At the heart of an optimally functioning HVAC system is an oven filter with the right MERV rating for you. By the way, surgeries have a variety of Merv filters, and HVAC systems use Merv filters; in both cases, they don't use fiberglass. A MERV 8 carbon filter will provide more than enough filtering of dust and allergens and will filter dozens of toxic gases that will pass directly through a MERV 13 filter. Many people don't consider how a filter with a high MERV rating will affect other parts of the HVAC system.
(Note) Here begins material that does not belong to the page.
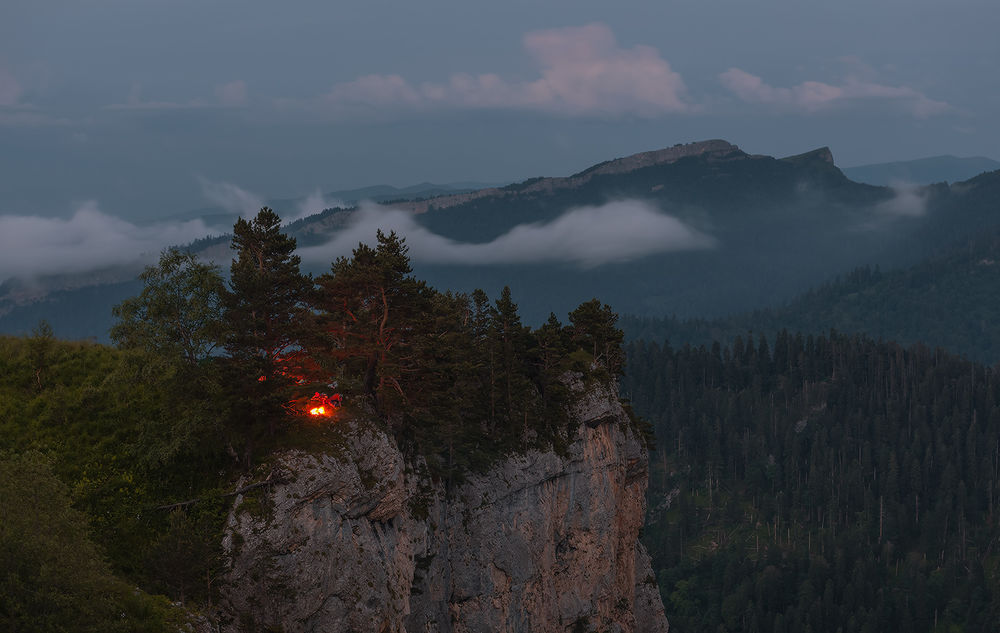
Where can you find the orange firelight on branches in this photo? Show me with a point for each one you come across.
(322, 405)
It is essential to remember that the MERV rating of an air filter denotes its lowest possible capacity, that is, the minimum percentage of impurities it could effectively filter. This may not seem like a significant difference compared to the MERV 8 filter, but a MERV 11 is also better able to capture between 65% and 79% of the smallest particles. A MERV filter 13 is likely to help if the goal is to prevent droplets from passing through. Strict building codes and an increase in foot traffic generally mean that commercial properties must opt for a filter with a higher MERV rating.
Airborne pollutants in most homes will be captured on a filter with a MERV rating between 8 and 13. Finally, I say that there is no price for peace of mind and that if they feel that a high MERV filter would provide, they should do so with the caveat that they should replace dirty filters often enough - which can be a week or two depending on the MERV rating, effective filter area and amount of particulate matter entering your home.